The Short Term Deferral Exception

The Final Regulations generally adopt the short-term deferral rule whereby payments made within 2 1/2 months after the end of the year in which such payments vest are not subject to Section 409A. The Final Regulations clarify that an arrangement provides for deferred payment if it provides for a payment that will be made or completed after a date or event that will or may occur later than the end of the 2 1/2 month period, either because of an affirmative election or a deferral condition inherent in the terms of the contract.

Thus, for example, if a bonus is subject to a substantial risk of forfeiture until competition of three years of service and is payable upon a separation of service following the three years of service, the right to the bonus is not a short-term deferral even if the employee separates from service immediately after vesting in the bonus.

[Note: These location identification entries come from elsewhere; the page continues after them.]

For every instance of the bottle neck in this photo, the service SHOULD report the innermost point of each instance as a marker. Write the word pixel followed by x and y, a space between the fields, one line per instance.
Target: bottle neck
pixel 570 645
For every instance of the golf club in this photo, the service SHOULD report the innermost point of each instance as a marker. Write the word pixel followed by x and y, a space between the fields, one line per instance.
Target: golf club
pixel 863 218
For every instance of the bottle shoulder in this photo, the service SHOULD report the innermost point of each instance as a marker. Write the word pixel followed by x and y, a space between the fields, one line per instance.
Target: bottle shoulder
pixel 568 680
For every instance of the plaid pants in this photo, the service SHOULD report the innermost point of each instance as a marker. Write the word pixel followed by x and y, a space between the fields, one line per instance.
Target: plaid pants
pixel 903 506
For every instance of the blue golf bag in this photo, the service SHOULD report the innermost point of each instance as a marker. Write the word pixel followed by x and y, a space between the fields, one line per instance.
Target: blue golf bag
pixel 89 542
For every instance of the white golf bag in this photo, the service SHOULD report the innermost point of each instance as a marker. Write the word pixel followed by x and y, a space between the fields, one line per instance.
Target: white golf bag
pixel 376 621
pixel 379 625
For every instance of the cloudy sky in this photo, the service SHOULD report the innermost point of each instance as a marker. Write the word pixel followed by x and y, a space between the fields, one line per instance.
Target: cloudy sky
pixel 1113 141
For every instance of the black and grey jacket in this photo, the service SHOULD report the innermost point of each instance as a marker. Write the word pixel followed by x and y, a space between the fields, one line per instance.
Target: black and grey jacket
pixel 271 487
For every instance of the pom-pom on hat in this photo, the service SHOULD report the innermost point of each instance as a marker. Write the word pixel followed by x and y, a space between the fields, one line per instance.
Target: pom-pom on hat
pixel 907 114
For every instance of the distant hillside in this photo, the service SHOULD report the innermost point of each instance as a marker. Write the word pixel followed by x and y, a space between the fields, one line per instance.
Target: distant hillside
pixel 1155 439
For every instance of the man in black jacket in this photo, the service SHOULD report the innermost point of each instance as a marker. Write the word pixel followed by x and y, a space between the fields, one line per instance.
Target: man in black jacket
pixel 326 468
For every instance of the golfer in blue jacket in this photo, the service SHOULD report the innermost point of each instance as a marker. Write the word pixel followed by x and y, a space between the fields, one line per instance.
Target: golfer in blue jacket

Conversely, where a plan specifies no payment date or event, or specifies only the date on which the substantial risk of forfeiture lapses, the plan may qualify for the shortterm deferral rule if payment is made within the applicable short-term deferral period. However, such a plan would generally violate Section 409A if the payment was made after the short-term deferral period. The Final Regulations also note that a provision requiring payment be made prior to the end of the short-term deferral period may not work to except the payment from Section 409A if such payment could be made in more than one taxable year.

Conclusion

Notwithstanding the issuance of the Final Regulations, Section 409A compliance remains complicated and requires specialized expertise.